Why McDonald’s Was Recommended in April of 2014

Before reading any more, I want to clarify a few things about this case study.

First, not every investment works out the same using the method outlined in this article. Some work out well in the short run, others don’t. Some have performed better than McDonald’s, some worse.

Please don’t read this and think I have some ‘magic formula’ that picks 100% winners that only go up every year.

It’s not about a magic formula. It’s all about investing in high quality businesses trading at fair or better prices for the long-run. I have a systematic way of approaching this investment model, but it isn’t a magic formula that can’t miss.

Second, my investment in McDonald’s is not over.
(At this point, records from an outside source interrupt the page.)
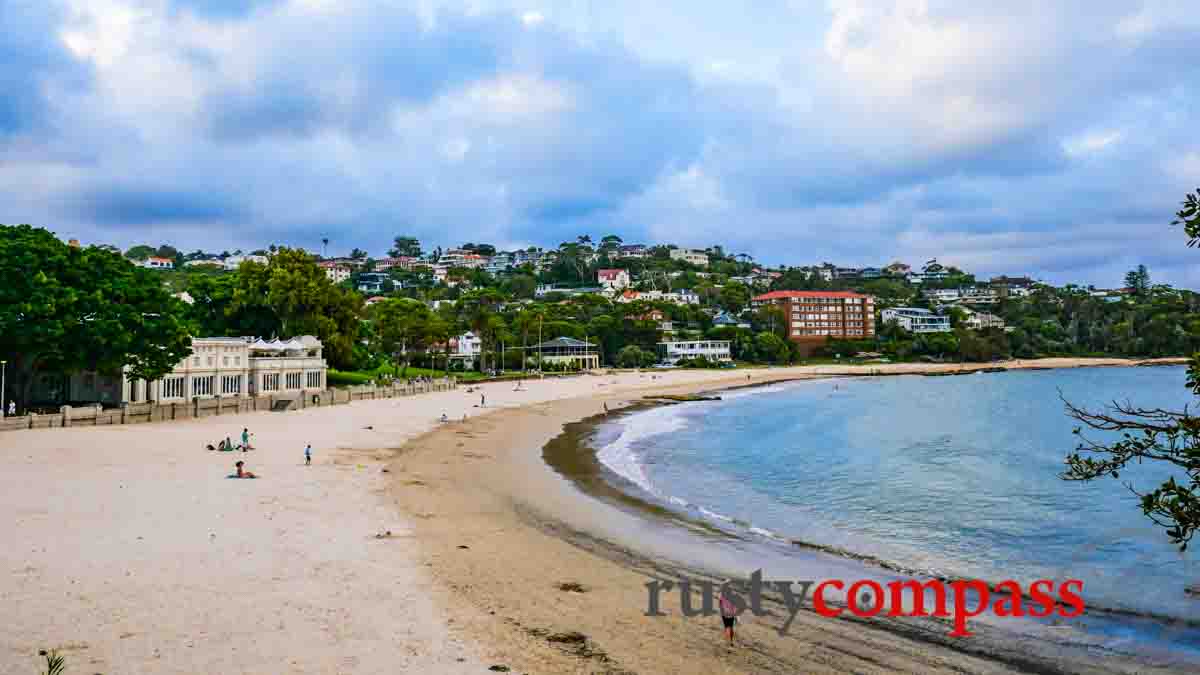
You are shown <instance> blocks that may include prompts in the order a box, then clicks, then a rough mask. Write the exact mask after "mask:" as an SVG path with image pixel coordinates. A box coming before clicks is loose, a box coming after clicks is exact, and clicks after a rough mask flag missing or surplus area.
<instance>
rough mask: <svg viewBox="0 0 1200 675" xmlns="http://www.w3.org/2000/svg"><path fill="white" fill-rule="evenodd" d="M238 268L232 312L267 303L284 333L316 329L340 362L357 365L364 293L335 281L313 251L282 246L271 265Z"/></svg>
mask: <svg viewBox="0 0 1200 675" xmlns="http://www.w3.org/2000/svg"><path fill="white" fill-rule="evenodd" d="M236 274H238V281H236V287H235V289H234V295H233V303H232V304H230V306H229V310H228V311H229V312H233V313H239V312H253V311H262V309H263V307H265V309H266V310H269V311H270V315H272V322H271V323H272V324H274V329H275V330H277V334H278V336H280V337H283V339H289V337H295V336H298V335H316V336H317V337H318V339H320V341H322V342H323V344H324V353H325V357H326V358H328V359H329V362H330V364H331V365H334V368H341V369H347V368H350V366H352V364H353V356H354V344H355V340H356V339H358V335H359V329H360V323H361V321H360V316H361V313H362V297H361V295H359V294H358V293H355V292H354V291H350V289H349V288H344V287H342V286H336V285H334V282H331V281H330V280H329V277H328V276H325V273H324V270H322V269H320V268H319V267H317V263H316V262H314V261H313V258H312V256H311V255H308V253H306V252H305V251H301V250H299V249H287V247H281V249H276V251H275V253H274V255H272V256H271V259H270V263H268V264H266V265H262V264H253V263H248V264H244V265H241V267H239V268H238V273H236ZM263 323H266V322H265V321H264V322H263ZM265 335H266V334H265V333H264V334H263V336H265Z"/></svg>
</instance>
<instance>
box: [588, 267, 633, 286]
mask: <svg viewBox="0 0 1200 675" xmlns="http://www.w3.org/2000/svg"><path fill="white" fill-rule="evenodd" d="M596 281H598V282H599V283H600V286H601V287H602V288H604V289H605V291H623V289H625V288H628V287H629V283H630V277H629V270H625V269H601V270H596Z"/></svg>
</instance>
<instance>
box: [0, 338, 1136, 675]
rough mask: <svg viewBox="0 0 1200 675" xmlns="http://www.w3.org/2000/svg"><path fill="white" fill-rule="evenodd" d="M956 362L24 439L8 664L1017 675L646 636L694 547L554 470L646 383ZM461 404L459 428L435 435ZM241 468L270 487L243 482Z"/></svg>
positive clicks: (925, 664)
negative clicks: (611, 506)
mask: <svg viewBox="0 0 1200 675" xmlns="http://www.w3.org/2000/svg"><path fill="white" fill-rule="evenodd" d="M1122 364H1124V365H1127V364H1128V363H1127V362H1120V360H1116V359H1108V360H1104V362H1098V363H1097V362H1080V360H1055V362H1050V363H1038V364H1030V363H1028V362H1026V363H1025V364H1022V365H1033V366H1039V368H1040V366H1045V365H1057V366H1075V365H1122ZM956 369H958V366H956V365H946V366H931V365H918V364H905V365H899V364H898V365H894V366H865V368H862V366H859V368H853V366H817V368H796V369H756V370H749V371H667V372H658V371H655V372H653V374H650V372H644V374H637V372H622V374H614V375H605V376H581V377H574V378H562V380H557V378H556V380H551V378H547V380H545V381H530V382H527V383H526V384H524V387H523V389H522V390H521V392H514V386H512V383H511V382H498V383H488V384H484V386H482V387H481V388H480V389H479V390H476V392H473V393H467V392H464V390H463V389H458V390H456V392H448V393H438V394H427V395H422V396H414V398H404V399H389V400H378V401H361V402H356V404H353V405H348V406H334V407H328V408H310V410H305V411H294V412H283V413H270V412H260V413H250V414H241V416H222V417H212V418H204V419H197V420H187V422H180V423H163V424H146V425H130V426H113V428H70V429H44V430H25V431H10V432H4V434H0V464H2V465H4V467H5V470H4V471H2V472H0V510H4V513H6V514H8V518H6V519H4V520H2V521H0V540H4V542H5V545H4V546H2V548H0V565H2V568H4V569H5V571H6V574H5V575H4V577H0V607H2V608H4V609H5V620H6V623H5V628H6V629H5V631H4V632H2V633H0V673H35V671H37V665H38V661H37V650H40V649H59V650H61V651H62V653H64V655H65V656H66V658H67V673H85V674H94V673H103V674H109V675H110V674H115V673H179V674H191V673H222V674H227V673H254V674H258V673H262V674H278V673H398V671H400V673H484V671H487V668H488V667H490V665H493V664H502V663H503V664H508V665H510V667H511V668H512V671H515V673H521V671H528V673H572V671H583V673H592V671H619V670H620V669H625V670H634V671H638V673H672V671H673V673H764V671H766V673H770V671H776V673H784V671H788V673H796V671H912V673H917V671H920V673H931V671H942V670H958V671H982V673H991V671H995V673H1001V671H1010V670H1012V668H1010V667H1009V665H1007V664H1004V663H1002V662H997V661H995V659H991V658H977V657H972V656H968V655H962V653H960V652H955V651H953V650H947V649H940V647H931V646H930V645H928V644H923V643H920V641H914V640H911V639H902V638H898V637H896V635H895V634H893V633H889V632H887V631H881V629H877V628H875V627H870V626H857V625H850V623H845V622H834V621H826V620H821V621H820V622H812V621H810V623H811V625H810V626H806V627H804V628H803V629H802V628H800V627H799V623H797V626H796V627H793V632H792V638H790V639H788V640H787V641H784V640H776V639H773V638H772V637H770V635H772V634H773V633H772V629H770V626H769V622H768V621H766V620H764V621H762V622H758V621H757V620H755V621H746V626H745V631H744V635H745V637H746V638H748V639H749V641H748V643H746V644H745V645H744V646H743V647H742V649H740V650H738V651H737V652H733V653H731V652H727V651H726V650H725V649H724V647H721V646H720V645H719V643H718V640H716V639H715V637H716V635H715V628H714V627H712V626H709V625H708V623H703V622H698V621H686V622H684V621H680V620H679V619H677V617H665V619H654V620H649V619H647V617H644V616H642V615H641V613H642V611H643V609H644V602H646V599H644V589H643V587H642V584H643V583H646V580H647V579H648V577H649V575H652V574H656V572H655V569H656V566H658V565H659V561H664V562H666V561H670V558H671V554H672V552H678V550H679V548H678V545H676V544H680V543H679V542H676V540H673V539H672V538H671V537H672V536H671V534H664V533H662V532H660V531H664V527H661V526H655V525H647V521H646V520H644V519H641V518H635V516H632V515H630V514H628V513H624V512H622V510H620V509H618V508H616V507H611V506H606V504H605V503H604V502H600V501H598V500H594V498H590V497H584V496H583V495H582V494H581V492H580V490H578V489H576V488H575V486H574V485H571V484H570V483H569V482H568V480H565V479H563V478H562V477H559V476H557V474H556V473H553V472H552V471H551V470H550V468H547V466H546V465H545V462H544V461H542V459H541V448H542V446H544V444H545V443H546V442H547V441H550V440H551V438H553V437H554V436H557V435H558V434H559V432H560V431H562V429H563V425H564V424H565V423H569V422H572V420H580V419H583V418H587V417H589V416H593V414H596V413H598V412H601V410H602V408H601V404H602V402H604V401H608V405H610V406H611V407H617V406H619V405H622V402H623V401H629V400H640V399H641V396H642V395H644V394H647V393H649V390H652V389H654V390H658V389H672V388H676V387H683V388H684V389H685V390H691V389H708V388H714V387H726V386H733V384H744V383H748V381H746V377H748V375H749V383H757V382H767V381H772V380H790V378H797V377H817V376H826V375H830V374H834V372H840V374H866V372H870V371H874V370H884V371H888V372H919V371H923V370H956ZM481 393H482V394H486V396H487V407H486V408H479V407H476V406H478V404H479V398H480V394H481ZM443 413H445V414H448V416H449V417H450V418H451V419H454V420H455V422H452V423H450V424H444V425H439V424H438V422H437V420H438V418H439V416H440V414H443ZM463 416H467V422H462V418H463ZM242 426H248V428H250V430H251V431H252V432H253V434H254V438H253V442H254V446H256V448H257V449H254V450H252V452H250V453H247V454H246V455H245V456H241V455H238V456H235V455H234V454H230V453H214V452H208V450H205V449H203V448H204V444H205V443H212V442H215V441H216V440H217V438H221V437H224V436H234V437H236V436H238V435H239V434H240V431H241V428H242ZM422 435H424V436H422ZM305 443H312V444H313V449H314V453H313V466H311V467H306V466H304V459H302V458H304V446H305ZM397 448H402V449H400V450H397ZM235 459H245V460H246V462H247V468H248V470H251V471H253V472H256V473H258V474H259V476H260V478H259V479H257V480H232V479H227V478H226V476H227V474H229V473H230V472H232V470H233V461H234V460H235ZM385 468H386V470H388V472H386V473H385V472H384V470H385ZM397 506H398V507H400V508H396V507H397ZM648 527H650V528H648ZM670 531H672V532H673V531H676V528H671V530H670ZM388 532H390V534H386V533H388ZM377 534H384V536H383V537H377ZM623 537H626V538H623ZM635 545H636V548H635ZM680 545H683V544H680ZM458 546H467V548H458ZM720 562H721V561H720V560H716V561H713V566H714V567H720ZM664 569H666V568H664ZM559 581H577V583H580V584H582V585H583V586H584V590H586V592H582V593H580V592H571V591H559V590H557V589H556V587H554V584H556V583H559ZM571 631H578V632H580V633H583V634H586V635H587V639H586V640H583V641H582V643H581V641H580V638H578V637H577V635H575V634H571V633H570V632H571ZM551 638H553V639H554V640H557V641H553V640H551ZM876 652H878V653H876ZM797 664H799V665H797Z"/></svg>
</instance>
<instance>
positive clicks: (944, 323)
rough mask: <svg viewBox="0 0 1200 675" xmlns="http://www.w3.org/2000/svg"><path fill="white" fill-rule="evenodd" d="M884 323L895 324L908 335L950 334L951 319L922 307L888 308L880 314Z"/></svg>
mask: <svg viewBox="0 0 1200 675" xmlns="http://www.w3.org/2000/svg"><path fill="white" fill-rule="evenodd" d="M880 317H881V318H882V319H883V323H889V322H893V321H894V322H895V323H898V324H899V325H900V327H901V328H904V329H905V330H907V331H908V333H949V331H950V317H948V316H941V315H936V313H934V312H931V311H929V310H926V309H922V307H888V309H886V310H883V311H882V312H880Z"/></svg>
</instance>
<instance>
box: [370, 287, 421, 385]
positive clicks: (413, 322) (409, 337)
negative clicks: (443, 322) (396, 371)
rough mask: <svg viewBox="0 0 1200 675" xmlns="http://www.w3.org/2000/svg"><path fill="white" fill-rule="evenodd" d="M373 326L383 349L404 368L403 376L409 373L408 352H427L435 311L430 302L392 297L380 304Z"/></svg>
mask: <svg viewBox="0 0 1200 675" xmlns="http://www.w3.org/2000/svg"><path fill="white" fill-rule="evenodd" d="M374 315H376V316H374V322H373V323H374V329H376V335H377V337H378V340H379V346H380V348H382V350H383V351H384V352H385V353H388V354H389V356H391V357H392V358H394V359H395V363H396V365H397V366H400V368H401V371H400V376H401V377H404V376H406V374H407V372H408V364H409V354H410V353H412V352H413V351H424V350H425V348H426V347H427V346H428V344H430V341H431V337H432V333H434V330H431V325H430V323H431V322H432V321H433V312H432V311H430V307H428V305H426V304H425V303H422V301H420V300H413V299H410V298H391V299H388V300H384V301H383V303H380V304H379V305H378V306H377V307H376V311H374Z"/></svg>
It could go up or down over the next year; I don’t know (and quite frankly I don’t care).

As an investor with a long time horizon, what matters is that McDonald’s keeps compounding its intrinsic per-share value over the long run. Around 2 years is not a long-term investment.

With that out of the way, back to why McDonald’s was recommended…

The 8 Rules of Dividend Investing identifies and ranks high quality dividend growth stocks trading at fair or better prices. The ‘Buy’ identification and ranking criteria are below:

1. 25+ years of dividend payments without a reduction required

2. The higher the dividend yield, the better

3. The lower the payout ratio, the better

4. The faster the growth rate, the better

5. The lower the stock price standard deviation, the better

I didn’t select these metrics out of a hat… They are all based on research that shows each metric has historically either reduced risk or increased returns.

Rule 1 Analysis:  McDonald’s Amazing Dividend History

McDonald’s had 38 consecutive years of dividend increases when it was recommended. The company was (and still is) a Dividend Aristocrat.

Dividend Aristocrats are stocks with 25+ years of consecutive dividend increases. You can see all 50 Dividend Aristocrats here.

The Dividend Aristocrats Index has outperformed the market by about 3 percentage points a year over the last decade, according to S&P.

The 1st rule of The 8 Rules of Dividend Investing is:

“Invest only in stocks with 25 or more years of dividend payments without a reduction.”

This includes all Dividend Aristocrats. The rule is a bit more inclusive than the Dividend Aristocrats rule. Even so, it only allows in businesses with a  very long history of paying consistent dividends.

This limits Sure Dividend’s investable universe to only shareholder friendly businesses with long dividend histories.  When you are selecting from a pool of (likely) great businesses, it is harder to make mistakes.

McDonald’s Corporation (NYSE:MCD) clearly passed the dividend test. The company has an excellent track record of dividend growth.

Why have Dividend Aristocrats outperformed by so much?

I believe that long dividend histories are proof of something else…

Namely, a strong and durable competitive advantage.

“The key to investing is not assessing how much an industry is going to affect society, or how much it will grow, but rather determining the competitive advantage of any given company and, above all, the durability of that advantage.”
Warren Buffett

For a business to pay stable or growing dividends for 2 and a half decades, it must have (or at least recently had) a strong and durable competitive advantage.